After the Communist takeover of Shanghai in 1949, Great World was renamed "People's Amusement Arcade", but reverted to the old name in 1958. Closed during the Cultural Revolution, in 1974 the site became the "Shanghai Youth Palace". On 25 January 1981, Great World was re-established, and renamed "Great World Entertainment Centre".

Great World was closed following the SARS epidemic in 2003. It was reopened in March 2017.

The basic layout of the complex has remained the same since the 1928 rebuilding. While the entertainment options have been updated over the years (with motion pictures early on and karaoke more recently, for example), some elements remain the same. One legendary feature is the series of distorting mirrors near the entrance, which have provided simple entertainment to visitors for more than a century.

== Description ==
In its heyday, Great World's main attractions were vaudeville, various regional forms of traditional Chinese opera, and Chinese folk art forms. It was also famous for the twelve distorting "magic mirrors" imported from the Netherlands in the lobby area.

Writing of his visit in the mid-1930s, Hollywood film director Josef von Sternberg described, "On the first floor were gaming tables, singsong girls, magicians, pick-pockets, slot machines, fireworks, birdcages, fans, stick incense, acrobats, and ginger. One flight up were… actors, crickets and cages, pimps, midwives, barbers, and earwax extractors. The third floor had jugglers, herb medicines, ice cream parlors, a new bevy of girls, their high collared gowns slit to reveal their hips, and (as a) novelty, several rows of exposed (Western) toilets. The fourth floor had shooting galleries, fan-tan tables, … massage benches, … dried fish and intestines, and dance platforms. The fifth floor featured girls with dresses slit to the armpits, a stuffed whale, storytellers, balloons, peep shows, masks, a mirror maze, two love letter booths with scribes who guaranteed results, rubber goods, and a temple filled with ferocious gods and joss sticks. On the top floor and roof of that house of multiple joys a jumble of tightrope walkers slithered back and forth, and there were seesaws, Chinese checkers, mahjong, … firecrackers, lottery tickets, and marriage brokers."

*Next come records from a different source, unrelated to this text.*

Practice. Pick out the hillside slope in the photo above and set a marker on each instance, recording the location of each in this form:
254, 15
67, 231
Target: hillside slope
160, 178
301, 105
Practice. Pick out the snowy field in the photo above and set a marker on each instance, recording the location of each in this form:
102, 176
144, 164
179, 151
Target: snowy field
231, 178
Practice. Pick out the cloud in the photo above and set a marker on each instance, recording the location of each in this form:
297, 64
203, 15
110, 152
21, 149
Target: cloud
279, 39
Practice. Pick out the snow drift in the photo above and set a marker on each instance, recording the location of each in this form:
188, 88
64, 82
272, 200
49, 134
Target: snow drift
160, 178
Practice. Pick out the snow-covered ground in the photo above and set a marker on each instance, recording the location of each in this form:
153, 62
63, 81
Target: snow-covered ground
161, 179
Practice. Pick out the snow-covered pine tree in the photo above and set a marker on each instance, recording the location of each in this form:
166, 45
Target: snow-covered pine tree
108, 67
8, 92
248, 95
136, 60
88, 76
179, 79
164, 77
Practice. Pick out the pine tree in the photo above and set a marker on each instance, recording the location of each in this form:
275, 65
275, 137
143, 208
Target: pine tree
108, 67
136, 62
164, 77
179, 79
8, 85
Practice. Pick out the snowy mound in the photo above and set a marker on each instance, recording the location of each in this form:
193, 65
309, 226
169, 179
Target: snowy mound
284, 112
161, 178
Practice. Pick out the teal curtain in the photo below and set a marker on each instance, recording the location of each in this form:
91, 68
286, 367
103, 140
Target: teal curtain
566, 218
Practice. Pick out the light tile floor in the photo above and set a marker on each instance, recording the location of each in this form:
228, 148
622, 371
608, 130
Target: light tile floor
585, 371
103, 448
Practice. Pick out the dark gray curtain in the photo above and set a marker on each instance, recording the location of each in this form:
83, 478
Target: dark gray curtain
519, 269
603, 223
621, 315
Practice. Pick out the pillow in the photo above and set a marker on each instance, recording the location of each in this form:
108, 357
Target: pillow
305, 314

Now there is theater, music hall, Guinness World Records competition hall, movie hall, video hall, magic world, dancing hall, KTV, tea house and ski field and so on. There is also the new Shanghai flavor snack corridor, restaurant and boutique market and so on. The Shanghai Great World is a playing center with entertainment, performance, viewing, food and sports and so on.

== Architecture ==
The Great World consists of three four-storey buildings and two annexe buildings. The building was built in a simple Vernacular Style, except a tall, Baroque-inspired spire in the centre, which is supported by grand order columns extending to the first floor.

== Transportation ==
Address: 1 Xizang Road, Shanghai
- Shanghai Metro:
  - Dashijie Station: Lines 8 and 14
  - People's Square Station: Lines 1, 2 and 8
- Shanghai Buses: routes 127, 71, 48, 49, 01, 17, 18, 23, 980 etc.